I have an odd history with TOOL. I remember my mates listening to Aenima before me, and I thought it was ok. I never got into Undertow, still to this day I'm not familiar with that album and I don't care too much to check it out. I probably should considering. Aenima is a grower and I still haven't listened to it enough. I get Metroid vibes from some tracks, and I love the lyrics.
Then I remember the hype in the media (KERRANG! magazine probably) at how good Lateralus was, and my mates bought the CD and I asked to copy it (I was skint and rude). It was epic and we all loved that first listen. But it was still just another album over the years, even though it had already reached the immediate acclaim of classic.
I bought 10,000 Days second hand but didn't listen much until a few years after it was sitting on my CD shelf.
Then one day on the way to work I had it on my headphones just because... and I didn't listen to anything else on my commute for about 6 months. Nothing. Not even at home, it was just that album.
At one point after a few months, during Vicarious ("the universe is hostile" end build up of course), I had a realisation that this is it. Like, this is the pinnacle of musical bliss. Hundreds of years of Western music and this is it.
I tried to listen to Iron Maiden after that, I absolutely love Maiden, but it felt so stale, so slow, so plain in comparison.
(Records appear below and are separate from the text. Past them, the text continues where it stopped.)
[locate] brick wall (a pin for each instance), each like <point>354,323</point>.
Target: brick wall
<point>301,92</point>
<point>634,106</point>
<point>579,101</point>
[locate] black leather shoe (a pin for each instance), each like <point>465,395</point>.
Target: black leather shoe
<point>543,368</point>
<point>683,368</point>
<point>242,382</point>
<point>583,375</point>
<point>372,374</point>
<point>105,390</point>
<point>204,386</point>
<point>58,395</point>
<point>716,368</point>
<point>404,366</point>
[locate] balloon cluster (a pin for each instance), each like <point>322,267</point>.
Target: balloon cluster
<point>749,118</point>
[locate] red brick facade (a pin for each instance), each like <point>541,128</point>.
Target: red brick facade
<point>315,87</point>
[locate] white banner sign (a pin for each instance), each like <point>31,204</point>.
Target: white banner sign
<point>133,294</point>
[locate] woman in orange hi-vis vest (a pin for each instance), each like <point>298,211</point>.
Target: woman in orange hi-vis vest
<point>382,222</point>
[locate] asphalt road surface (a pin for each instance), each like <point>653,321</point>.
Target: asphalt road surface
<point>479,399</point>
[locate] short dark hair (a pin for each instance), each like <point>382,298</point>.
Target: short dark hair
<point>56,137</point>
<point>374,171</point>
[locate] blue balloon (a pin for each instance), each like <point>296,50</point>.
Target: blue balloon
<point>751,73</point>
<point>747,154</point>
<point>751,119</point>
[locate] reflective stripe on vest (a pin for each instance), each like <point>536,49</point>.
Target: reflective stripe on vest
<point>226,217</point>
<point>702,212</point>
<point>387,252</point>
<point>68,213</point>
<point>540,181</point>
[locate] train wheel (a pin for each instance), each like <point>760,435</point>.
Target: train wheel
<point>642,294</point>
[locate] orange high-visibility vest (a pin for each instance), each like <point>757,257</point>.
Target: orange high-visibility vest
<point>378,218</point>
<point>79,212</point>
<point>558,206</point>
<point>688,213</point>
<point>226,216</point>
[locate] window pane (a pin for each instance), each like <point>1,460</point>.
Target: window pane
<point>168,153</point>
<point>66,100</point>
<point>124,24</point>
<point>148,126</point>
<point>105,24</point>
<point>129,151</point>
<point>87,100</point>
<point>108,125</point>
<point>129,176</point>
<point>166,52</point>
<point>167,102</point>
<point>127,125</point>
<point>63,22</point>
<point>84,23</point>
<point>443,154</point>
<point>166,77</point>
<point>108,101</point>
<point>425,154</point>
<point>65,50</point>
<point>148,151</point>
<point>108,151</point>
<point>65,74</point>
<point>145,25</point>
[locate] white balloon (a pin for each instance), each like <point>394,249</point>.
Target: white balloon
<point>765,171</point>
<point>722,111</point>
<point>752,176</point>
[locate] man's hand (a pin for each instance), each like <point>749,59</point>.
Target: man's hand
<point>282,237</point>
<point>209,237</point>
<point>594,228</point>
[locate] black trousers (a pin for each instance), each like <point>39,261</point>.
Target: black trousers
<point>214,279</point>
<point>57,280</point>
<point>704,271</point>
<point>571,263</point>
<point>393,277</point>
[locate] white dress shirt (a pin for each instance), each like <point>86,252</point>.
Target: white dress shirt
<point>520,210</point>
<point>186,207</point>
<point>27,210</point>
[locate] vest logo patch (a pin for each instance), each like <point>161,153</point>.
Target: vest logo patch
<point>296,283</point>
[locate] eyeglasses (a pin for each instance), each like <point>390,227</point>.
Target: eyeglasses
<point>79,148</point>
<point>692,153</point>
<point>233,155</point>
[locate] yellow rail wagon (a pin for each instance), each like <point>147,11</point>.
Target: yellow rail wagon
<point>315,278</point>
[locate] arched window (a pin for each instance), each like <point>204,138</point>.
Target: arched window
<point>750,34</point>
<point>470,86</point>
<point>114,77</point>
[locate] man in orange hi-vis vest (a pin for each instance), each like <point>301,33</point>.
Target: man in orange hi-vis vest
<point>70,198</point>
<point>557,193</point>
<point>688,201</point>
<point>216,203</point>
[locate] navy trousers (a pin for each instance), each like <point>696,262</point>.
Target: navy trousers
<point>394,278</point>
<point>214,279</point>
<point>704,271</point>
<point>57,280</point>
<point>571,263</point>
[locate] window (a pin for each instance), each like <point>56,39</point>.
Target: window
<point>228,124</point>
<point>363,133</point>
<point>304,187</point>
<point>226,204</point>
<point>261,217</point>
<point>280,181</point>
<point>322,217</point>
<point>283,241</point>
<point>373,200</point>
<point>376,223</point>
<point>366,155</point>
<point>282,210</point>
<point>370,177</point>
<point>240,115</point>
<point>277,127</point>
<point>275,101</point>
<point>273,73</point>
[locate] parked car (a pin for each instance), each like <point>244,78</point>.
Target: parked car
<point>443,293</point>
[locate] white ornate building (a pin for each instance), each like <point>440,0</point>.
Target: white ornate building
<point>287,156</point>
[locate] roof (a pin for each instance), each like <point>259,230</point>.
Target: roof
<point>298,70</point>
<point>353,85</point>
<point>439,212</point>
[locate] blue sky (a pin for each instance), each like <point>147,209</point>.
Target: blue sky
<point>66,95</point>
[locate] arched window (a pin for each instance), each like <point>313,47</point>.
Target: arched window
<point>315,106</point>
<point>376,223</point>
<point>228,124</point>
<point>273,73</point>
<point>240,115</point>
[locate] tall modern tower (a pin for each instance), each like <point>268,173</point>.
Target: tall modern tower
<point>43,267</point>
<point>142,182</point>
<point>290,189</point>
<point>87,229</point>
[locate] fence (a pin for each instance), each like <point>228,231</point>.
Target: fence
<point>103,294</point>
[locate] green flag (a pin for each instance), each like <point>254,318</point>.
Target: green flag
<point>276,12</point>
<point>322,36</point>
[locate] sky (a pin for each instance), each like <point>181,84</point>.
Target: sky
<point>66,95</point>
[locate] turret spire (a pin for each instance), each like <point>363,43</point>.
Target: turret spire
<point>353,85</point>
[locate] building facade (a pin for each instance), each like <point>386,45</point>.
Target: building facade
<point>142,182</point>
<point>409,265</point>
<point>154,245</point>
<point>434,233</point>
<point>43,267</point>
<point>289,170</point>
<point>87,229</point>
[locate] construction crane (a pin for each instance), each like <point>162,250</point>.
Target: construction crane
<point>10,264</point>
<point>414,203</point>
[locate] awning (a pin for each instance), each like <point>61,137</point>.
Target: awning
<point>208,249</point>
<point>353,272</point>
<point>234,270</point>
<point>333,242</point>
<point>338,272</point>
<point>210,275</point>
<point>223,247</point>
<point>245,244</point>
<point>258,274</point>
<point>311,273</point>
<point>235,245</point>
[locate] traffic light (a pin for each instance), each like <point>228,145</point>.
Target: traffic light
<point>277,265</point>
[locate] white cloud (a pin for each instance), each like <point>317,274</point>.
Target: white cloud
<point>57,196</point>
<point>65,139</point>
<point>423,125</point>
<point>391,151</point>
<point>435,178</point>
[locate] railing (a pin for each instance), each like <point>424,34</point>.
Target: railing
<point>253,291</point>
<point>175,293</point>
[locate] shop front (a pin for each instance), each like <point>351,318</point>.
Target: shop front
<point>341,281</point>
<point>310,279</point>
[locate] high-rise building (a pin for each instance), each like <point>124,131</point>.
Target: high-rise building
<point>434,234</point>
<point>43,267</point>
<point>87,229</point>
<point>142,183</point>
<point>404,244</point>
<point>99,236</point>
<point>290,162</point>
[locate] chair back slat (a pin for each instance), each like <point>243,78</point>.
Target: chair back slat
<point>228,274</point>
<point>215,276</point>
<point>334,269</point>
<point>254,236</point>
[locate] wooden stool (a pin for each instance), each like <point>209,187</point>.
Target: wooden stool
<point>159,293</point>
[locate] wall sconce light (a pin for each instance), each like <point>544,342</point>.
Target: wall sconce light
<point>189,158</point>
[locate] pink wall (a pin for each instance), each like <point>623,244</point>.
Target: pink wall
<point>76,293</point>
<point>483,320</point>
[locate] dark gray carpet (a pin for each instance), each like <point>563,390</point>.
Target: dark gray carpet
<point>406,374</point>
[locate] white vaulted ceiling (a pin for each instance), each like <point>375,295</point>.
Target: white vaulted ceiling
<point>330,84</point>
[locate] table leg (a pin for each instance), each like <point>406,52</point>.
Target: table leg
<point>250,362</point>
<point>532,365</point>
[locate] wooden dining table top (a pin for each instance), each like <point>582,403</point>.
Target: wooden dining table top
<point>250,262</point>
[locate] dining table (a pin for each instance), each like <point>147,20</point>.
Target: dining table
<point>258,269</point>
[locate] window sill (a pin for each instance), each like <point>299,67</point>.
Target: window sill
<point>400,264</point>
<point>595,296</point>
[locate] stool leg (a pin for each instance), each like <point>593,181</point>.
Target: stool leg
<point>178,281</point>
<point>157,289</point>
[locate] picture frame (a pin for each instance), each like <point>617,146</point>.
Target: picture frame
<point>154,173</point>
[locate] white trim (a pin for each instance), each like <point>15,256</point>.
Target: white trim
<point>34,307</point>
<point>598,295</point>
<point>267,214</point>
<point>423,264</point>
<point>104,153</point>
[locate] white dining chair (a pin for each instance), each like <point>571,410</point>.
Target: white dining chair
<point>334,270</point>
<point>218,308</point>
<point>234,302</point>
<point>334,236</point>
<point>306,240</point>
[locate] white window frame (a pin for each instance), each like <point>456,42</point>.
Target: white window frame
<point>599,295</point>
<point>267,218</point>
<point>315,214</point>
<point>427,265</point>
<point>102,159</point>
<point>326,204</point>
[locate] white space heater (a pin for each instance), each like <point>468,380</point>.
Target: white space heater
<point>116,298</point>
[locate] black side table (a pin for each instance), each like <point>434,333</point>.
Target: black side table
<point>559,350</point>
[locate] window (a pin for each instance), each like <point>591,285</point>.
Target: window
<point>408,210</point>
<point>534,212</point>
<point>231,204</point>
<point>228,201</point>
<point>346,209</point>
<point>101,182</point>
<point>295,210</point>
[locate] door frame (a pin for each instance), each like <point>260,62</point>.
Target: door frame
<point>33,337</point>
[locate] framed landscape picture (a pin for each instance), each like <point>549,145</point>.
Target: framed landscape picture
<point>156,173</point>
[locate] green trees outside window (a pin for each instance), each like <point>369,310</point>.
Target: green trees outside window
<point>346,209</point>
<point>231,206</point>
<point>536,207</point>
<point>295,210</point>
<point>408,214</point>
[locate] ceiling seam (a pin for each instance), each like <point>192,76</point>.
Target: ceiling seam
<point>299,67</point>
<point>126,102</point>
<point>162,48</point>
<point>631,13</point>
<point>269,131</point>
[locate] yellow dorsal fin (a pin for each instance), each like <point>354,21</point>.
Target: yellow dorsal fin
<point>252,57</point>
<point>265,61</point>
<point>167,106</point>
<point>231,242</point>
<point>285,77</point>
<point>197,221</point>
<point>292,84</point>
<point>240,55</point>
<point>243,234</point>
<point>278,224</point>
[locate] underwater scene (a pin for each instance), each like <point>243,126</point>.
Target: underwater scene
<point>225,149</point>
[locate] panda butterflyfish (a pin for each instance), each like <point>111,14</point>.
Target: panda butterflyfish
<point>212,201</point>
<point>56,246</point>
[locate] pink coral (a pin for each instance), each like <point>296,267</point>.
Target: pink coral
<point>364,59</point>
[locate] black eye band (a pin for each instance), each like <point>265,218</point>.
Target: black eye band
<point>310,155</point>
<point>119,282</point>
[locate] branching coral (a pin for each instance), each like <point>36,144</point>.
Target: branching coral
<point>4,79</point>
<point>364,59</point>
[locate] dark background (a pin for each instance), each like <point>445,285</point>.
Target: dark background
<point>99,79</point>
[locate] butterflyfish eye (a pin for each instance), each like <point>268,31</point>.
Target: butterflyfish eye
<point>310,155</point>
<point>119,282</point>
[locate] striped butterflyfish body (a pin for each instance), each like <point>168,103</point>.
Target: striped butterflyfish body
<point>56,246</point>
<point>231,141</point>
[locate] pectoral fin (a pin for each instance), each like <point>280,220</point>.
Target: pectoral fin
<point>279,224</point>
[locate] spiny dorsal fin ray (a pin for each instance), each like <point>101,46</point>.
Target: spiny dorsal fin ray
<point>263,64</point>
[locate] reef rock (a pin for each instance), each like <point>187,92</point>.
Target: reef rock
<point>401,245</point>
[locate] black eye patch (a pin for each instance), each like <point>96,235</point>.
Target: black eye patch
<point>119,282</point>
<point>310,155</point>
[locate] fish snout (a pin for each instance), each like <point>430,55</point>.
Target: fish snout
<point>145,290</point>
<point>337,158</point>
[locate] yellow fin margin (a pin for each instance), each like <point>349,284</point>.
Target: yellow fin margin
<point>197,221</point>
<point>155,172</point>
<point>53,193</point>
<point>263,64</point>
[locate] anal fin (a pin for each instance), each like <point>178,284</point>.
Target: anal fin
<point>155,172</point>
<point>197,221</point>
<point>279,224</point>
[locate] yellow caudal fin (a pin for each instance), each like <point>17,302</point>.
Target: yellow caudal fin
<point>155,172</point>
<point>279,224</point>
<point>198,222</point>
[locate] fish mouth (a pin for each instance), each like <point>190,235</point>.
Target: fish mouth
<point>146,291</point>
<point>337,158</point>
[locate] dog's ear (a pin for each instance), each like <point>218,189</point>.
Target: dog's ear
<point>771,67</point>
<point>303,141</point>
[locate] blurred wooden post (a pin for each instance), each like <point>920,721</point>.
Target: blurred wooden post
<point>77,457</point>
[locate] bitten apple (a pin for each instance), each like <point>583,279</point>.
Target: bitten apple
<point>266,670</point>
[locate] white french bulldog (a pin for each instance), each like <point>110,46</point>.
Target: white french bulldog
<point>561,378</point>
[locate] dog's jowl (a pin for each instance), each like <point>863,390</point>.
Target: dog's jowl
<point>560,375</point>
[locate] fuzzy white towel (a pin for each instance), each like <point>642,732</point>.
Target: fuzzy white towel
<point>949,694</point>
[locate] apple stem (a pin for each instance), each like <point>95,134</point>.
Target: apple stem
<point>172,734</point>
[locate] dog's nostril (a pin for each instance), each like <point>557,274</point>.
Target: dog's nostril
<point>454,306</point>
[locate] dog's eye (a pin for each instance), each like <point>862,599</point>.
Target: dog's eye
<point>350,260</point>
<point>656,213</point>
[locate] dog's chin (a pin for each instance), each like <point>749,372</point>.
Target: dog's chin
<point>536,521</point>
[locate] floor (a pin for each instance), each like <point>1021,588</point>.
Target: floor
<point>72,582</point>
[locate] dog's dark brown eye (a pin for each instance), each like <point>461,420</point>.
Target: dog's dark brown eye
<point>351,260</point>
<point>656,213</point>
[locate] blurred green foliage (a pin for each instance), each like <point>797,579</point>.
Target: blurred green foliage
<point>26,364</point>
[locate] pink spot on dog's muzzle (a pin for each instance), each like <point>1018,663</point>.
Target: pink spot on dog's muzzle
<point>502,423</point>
Now, I know it isn't it, like, I recognise my own biased viewpoint, I'm aware music generally is subjective, and we all like different things based on our culture and background. But still.
I believe music can produce bliss, higher states of consciousness, happiness, whatever. One of my favourite Buddhist stories is of the Tibetan Yogi Milarepa, and he used to wander and sing and as the legends go, it was blissful to hear. But that's how I feel the TOOL album (10,000 Days/Lateralus) is, if you let it. There's no reason modern music can't have a transcendent touch. Which is probably why pop music, to me, sucks so much. There's no true bliss, it's all artificial.
I hope I don't sound like a douchebag. I just thought it'd be cool to share a story. Of course, I love all kinds of music, but it takes something truly special to have such a profound effect on the world. They say that The Beatle's album SPLHCB is the best album ever made because of the technological achievements and the pop perfection, but man, there is so much more to music than that.